China criticizes Dutch plan to limit access to smart tools


China has criticized the Netherlands for joining Washington in expanding restrictions on Chinese access to technology to manufacture processor chips that Western governments say could be used in weapons or to commit abuses. human rights

BEIJING — The Chinese government on Thursday criticized the Netherlands for joining Washington in blocking Chinese access to technology to make advanced processor chips on security and human rights grounds.

A Dutch minister told lawmakers on Wednesday that exports of equipment that uses ultraviolet light to burn circuits onto chips would be restricted for safety reasons. ASML from the Netherlands is the only global supplier. Industry experts say the lack of access to ASML’s most advanced technology is a serious handicap to China’s efforts to develop its own chip industry.

In October, Washington blocked Chinese access to American tools to make advanced chips it said could be used in weapons or equipment for the ruling Communist Party’s surveillance apparatus. The Biden administration is pressuring European and Asian allies to tighten their own controls.

A Chinese Foreign Ministry spokeswoman complained that “an individual country”, a reference to the United States, was trying to “safeguard its own hegemony” by misusing national security as an excuse to “deprive China of its right to development”.

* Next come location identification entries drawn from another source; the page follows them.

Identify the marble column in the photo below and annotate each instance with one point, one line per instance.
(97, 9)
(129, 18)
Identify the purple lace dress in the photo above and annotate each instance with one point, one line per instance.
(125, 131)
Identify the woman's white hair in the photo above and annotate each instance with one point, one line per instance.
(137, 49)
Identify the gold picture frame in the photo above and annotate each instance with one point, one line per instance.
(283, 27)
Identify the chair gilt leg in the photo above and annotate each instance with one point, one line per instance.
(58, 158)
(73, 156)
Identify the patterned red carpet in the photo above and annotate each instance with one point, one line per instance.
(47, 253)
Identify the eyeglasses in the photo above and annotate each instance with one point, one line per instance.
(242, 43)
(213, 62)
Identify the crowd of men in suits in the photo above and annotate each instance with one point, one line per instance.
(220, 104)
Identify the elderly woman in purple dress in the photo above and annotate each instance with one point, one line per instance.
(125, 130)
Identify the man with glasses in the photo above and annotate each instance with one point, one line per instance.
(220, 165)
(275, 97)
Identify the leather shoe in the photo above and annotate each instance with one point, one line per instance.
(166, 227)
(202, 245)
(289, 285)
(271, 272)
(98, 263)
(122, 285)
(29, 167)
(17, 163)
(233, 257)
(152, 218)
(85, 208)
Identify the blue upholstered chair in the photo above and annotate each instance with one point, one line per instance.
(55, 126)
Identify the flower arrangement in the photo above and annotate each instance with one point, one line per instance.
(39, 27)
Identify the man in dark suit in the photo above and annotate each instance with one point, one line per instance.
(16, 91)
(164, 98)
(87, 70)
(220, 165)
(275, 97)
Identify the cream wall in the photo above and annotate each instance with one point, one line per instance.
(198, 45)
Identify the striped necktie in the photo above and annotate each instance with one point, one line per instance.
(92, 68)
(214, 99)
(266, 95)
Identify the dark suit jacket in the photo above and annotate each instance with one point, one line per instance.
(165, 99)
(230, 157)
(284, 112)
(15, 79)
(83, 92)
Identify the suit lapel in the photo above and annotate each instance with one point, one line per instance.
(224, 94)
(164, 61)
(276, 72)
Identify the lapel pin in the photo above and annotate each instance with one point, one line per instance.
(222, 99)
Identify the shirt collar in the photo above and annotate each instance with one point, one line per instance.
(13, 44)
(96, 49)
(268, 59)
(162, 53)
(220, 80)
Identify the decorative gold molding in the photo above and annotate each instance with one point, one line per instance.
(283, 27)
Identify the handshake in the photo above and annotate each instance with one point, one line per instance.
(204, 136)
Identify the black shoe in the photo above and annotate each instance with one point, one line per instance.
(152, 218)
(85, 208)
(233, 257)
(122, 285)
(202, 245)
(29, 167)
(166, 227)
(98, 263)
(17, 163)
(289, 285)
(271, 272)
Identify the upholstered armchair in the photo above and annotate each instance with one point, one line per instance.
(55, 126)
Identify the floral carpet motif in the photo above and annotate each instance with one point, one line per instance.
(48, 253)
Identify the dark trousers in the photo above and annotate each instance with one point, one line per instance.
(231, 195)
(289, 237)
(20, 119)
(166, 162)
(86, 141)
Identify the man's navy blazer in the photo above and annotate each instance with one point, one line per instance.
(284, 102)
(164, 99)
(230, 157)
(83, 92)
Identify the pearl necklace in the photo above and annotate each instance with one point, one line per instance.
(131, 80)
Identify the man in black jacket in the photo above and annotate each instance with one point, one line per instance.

“We strongly oppose the Netherlands’ interference and restriction of administrative means of normal economic and trade exchanges between Chinese and Dutch companies,” spokeswoman Mao Ning said. “We have lodged complaints with the Dutch side.”

Mao called on the Netherlands to “safeguard the stability of the international industrial and supply chain”.

ASML’s Extreme Ultraviolet or EUV equipment uses light to etch microscopically precise circuits into silicon, allowing them to be packed together more tightly. This increases their speed and reduces the power demand.

The Dutch government has banned ASML from exporting its most advanced machines to China since 2019, but the company is allowed to supply lower quality systems.

Chinese manufacturers can produce low-end chips used in automobiles and most consumer electronics, but not those used in smartphones, servers and other high-end products.

Dutch Prime Minister Mark Rutte and US President Joe Biden held talks in January about ASML’s chip machines.

Joanna Swanson

Joanna Swanson is Europe correspondent at the Thomson Reuters Foundation based in Brussels covering politics, culture, business, climate change, society, economies and inclusive tech. With specific focus in breaking news, she has covered some of the world's most significant stories.